Lors du Forum économique mondial de Davos, fin janvier, il a fort banalement accusé la spéculation d’être à l’origine des malheurs de son pays, tandis que ses ministres dénonçaient de « troubles manœuvres » sur les marchés financiers. Salgado s’est même rendue au siège du Financial Times, à Londres, pour dire tout le mal que son gouvernement pense des articles, il est vrai fort critiques, du quotidien économique britannique. Bref, les dirigeants espagnols accusent le baromètre d’aggraver le mauvais temps. Certains y voient une preuve de désarroi, sinon d’amateurisme. En tout cas, tout cela tombe très mal pour Zapatero, qui espérait profiter de sa présidence européenne pour faire avancer l’idée d’un vrai gouvernement économique européen.

Sauver la Grèce

En définitive, les marchés se sont rassurés. Mais les déclarations de Jean-Claude Trichet, le président de la ­Banque centrale européenne, ou du Luxembourgeois Jean-Claude Juncker, le président de l’Eurogroupe, convaincus l’un et l’autre qu’il n’y a « pas de risques » avec l’Espagne, n’y sont pour rien.

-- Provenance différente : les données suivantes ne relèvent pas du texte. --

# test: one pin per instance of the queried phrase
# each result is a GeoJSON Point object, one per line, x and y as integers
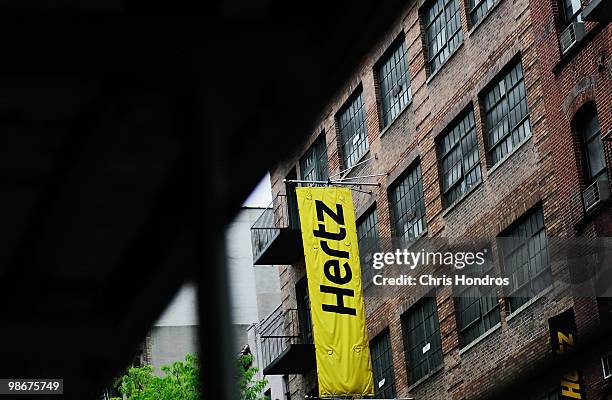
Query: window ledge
{"type": "Point", "coordinates": [480, 338]}
{"type": "Point", "coordinates": [386, 128]}
{"type": "Point", "coordinates": [460, 199]}
{"type": "Point", "coordinates": [360, 159]}
{"type": "Point", "coordinates": [484, 18]}
{"type": "Point", "coordinates": [507, 156]}
{"type": "Point", "coordinates": [441, 67]}
{"type": "Point", "coordinates": [529, 303]}
{"type": "Point", "coordinates": [425, 378]}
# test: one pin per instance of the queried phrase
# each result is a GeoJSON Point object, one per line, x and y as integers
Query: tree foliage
{"type": "Point", "coordinates": [181, 381]}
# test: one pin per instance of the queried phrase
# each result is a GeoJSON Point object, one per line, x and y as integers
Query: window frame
{"type": "Point", "coordinates": [459, 124]}
{"type": "Point", "coordinates": [370, 216]}
{"type": "Point", "coordinates": [354, 108]}
{"type": "Point", "coordinates": [522, 127]}
{"type": "Point", "coordinates": [448, 38]}
{"type": "Point", "coordinates": [433, 365]}
{"type": "Point", "coordinates": [521, 225]}
{"type": "Point", "coordinates": [483, 293]}
{"type": "Point", "coordinates": [319, 165]}
{"type": "Point", "coordinates": [580, 125]}
{"type": "Point", "coordinates": [385, 67]}
{"type": "Point", "coordinates": [416, 207]}
{"type": "Point", "coordinates": [477, 7]}
{"type": "Point", "coordinates": [606, 365]}
{"type": "Point", "coordinates": [387, 372]}
{"type": "Point", "coordinates": [577, 14]}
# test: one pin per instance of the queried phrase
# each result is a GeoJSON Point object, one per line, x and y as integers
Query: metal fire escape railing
{"type": "Point", "coordinates": [267, 227]}
{"type": "Point", "coordinates": [280, 330]}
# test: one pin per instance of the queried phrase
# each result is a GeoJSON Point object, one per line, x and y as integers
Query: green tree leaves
{"type": "Point", "coordinates": [181, 381]}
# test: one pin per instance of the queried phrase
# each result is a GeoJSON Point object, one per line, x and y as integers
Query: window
{"type": "Point", "coordinates": [286, 388]}
{"type": "Point", "coordinates": [313, 165]}
{"type": "Point", "coordinates": [422, 339]}
{"type": "Point", "coordinates": [586, 125]}
{"type": "Point", "coordinates": [367, 233]}
{"type": "Point", "coordinates": [507, 114]}
{"type": "Point", "coordinates": [382, 364]}
{"type": "Point", "coordinates": [304, 316]}
{"type": "Point", "coordinates": [477, 307]}
{"type": "Point", "coordinates": [570, 11]}
{"type": "Point", "coordinates": [479, 8]}
{"type": "Point", "coordinates": [525, 257]}
{"type": "Point", "coordinates": [394, 83]}
{"type": "Point", "coordinates": [606, 362]}
{"type": "Point", "coordinates": [459, 158]}
{"type": "Point", "coordinates": [408, 205]}
{"type": "Point", "coordinates": [442, 31]}
{"type": "Point", "coordinates": [353, 131]}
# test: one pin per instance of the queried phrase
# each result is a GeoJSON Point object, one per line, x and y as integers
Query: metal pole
{"type": "Point", "coordinates": [362, 176]}
{"type": "Point", "coordinates": [332, 182]}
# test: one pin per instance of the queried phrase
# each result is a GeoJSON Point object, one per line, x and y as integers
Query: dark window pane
{"type": "Point", "coordinates": [459, 158]}
{"type": "Point", "coordinates": [525, 256]}
{"type": "Point", "coordinates": [313, 165]}
{"type": "Point", "coordinates": [382, 364]}
{"type": "Point", "coordinates": [394, 83]}
{"type": "Point", "coordinates": [423, 345]}
{"type": "Point", "coordinates": [353, 131]}
{"type": "Point", "coordinates": [442, 31]}
{"type": "Point", "coordinates": [408, 205]}
{"type": "Point", "coordinates": [367, 233]}
{"type": "Point", "coordinates": [506, 114]}
{"type": "Point", "coordinates": [477, 307]}
{"type": "Point", "coordinates": [586, 125]}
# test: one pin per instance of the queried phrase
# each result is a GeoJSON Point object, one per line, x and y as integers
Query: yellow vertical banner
{"type": "Point", "coordinates": [329, 234]}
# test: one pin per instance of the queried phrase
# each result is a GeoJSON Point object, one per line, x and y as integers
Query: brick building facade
{"type": "Point", "coordinates": [498, 86]}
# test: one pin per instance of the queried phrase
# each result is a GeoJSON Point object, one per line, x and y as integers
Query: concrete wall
{"type": "Point", "coordinates": [275, 382]}
{"type": "Point", "coordinates": [254, 293]}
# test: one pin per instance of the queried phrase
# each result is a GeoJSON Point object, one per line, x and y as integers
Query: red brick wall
{"type": "Point", "coordinates": [544, 170]}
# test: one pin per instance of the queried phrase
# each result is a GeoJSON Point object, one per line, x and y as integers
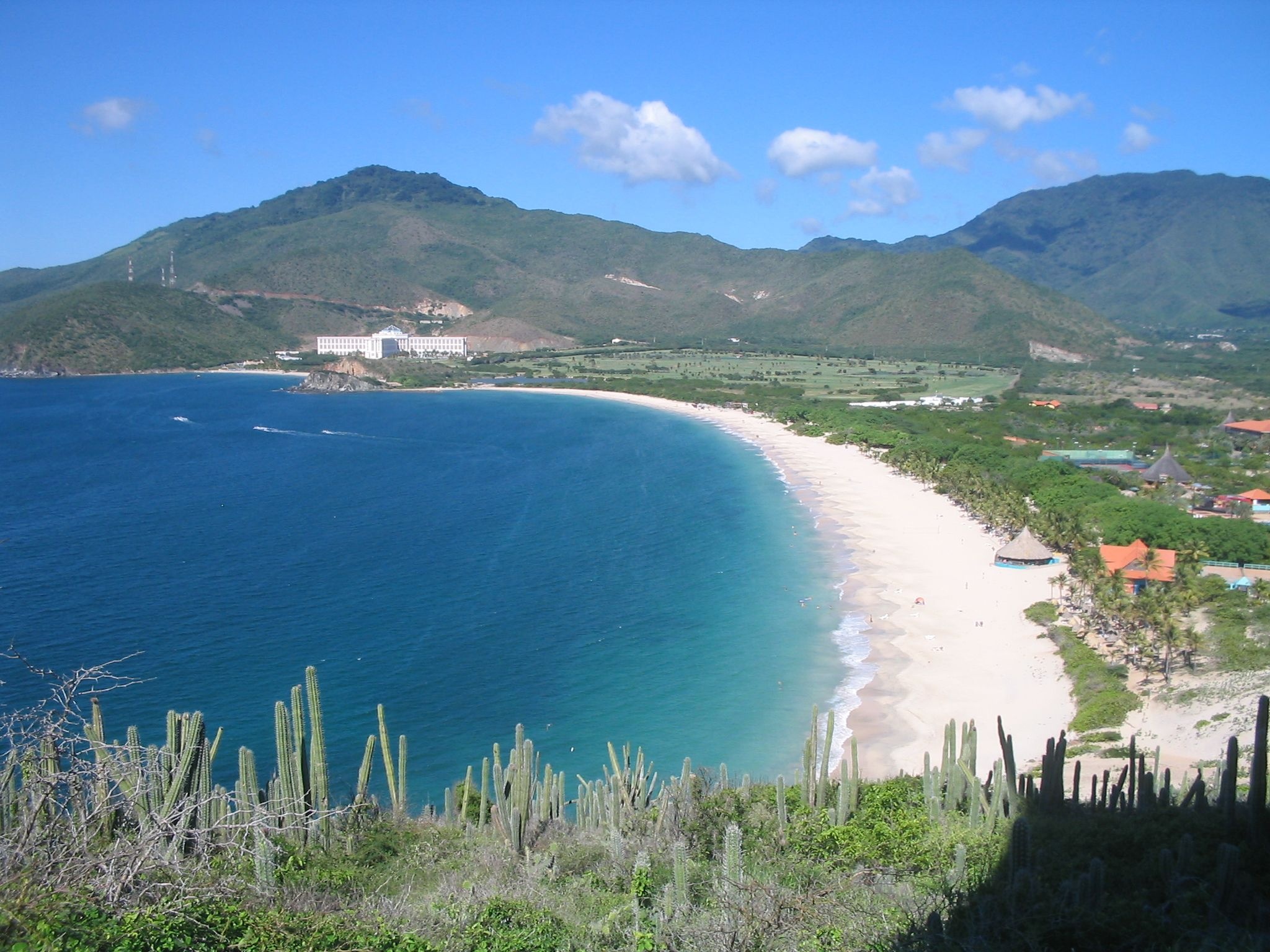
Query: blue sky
{"type": "Point", "coordinates": [762, 125]}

Les investisseurs n’ont pas davantage pris en compte le fait que, sur les 30 000 milliards de dollars de dettes accumulées par les trente et un pays de l’OCDE, la dette espagnole ne « pèse » finalement que 1 470 milliards. Non, ce qui les a dissuadés de continuer à jouer la carte d’un risque espagnol, c’est d’abord la décision de l’agence de notation Fitch de conserver à l’Espagne la note AAA – la meilleure. Selon Brian Coulton, l’un de ses économistes, le seul risque est en fait que la politique d’austérité mise en place retarde la reprise de la croissance. Un dommage limité, en comparaison de la banqueroute fantasmée.

La détermination à sauver la Grèce de la faillite manifestée, le 11 février à Bruxelles, par les dirigeants de la zone euro semble avoir convaincu les redoutables hedge funds qu’il était temps de trouver une victime moins coriace que l’Espagne. Mais jusqu’à quand ?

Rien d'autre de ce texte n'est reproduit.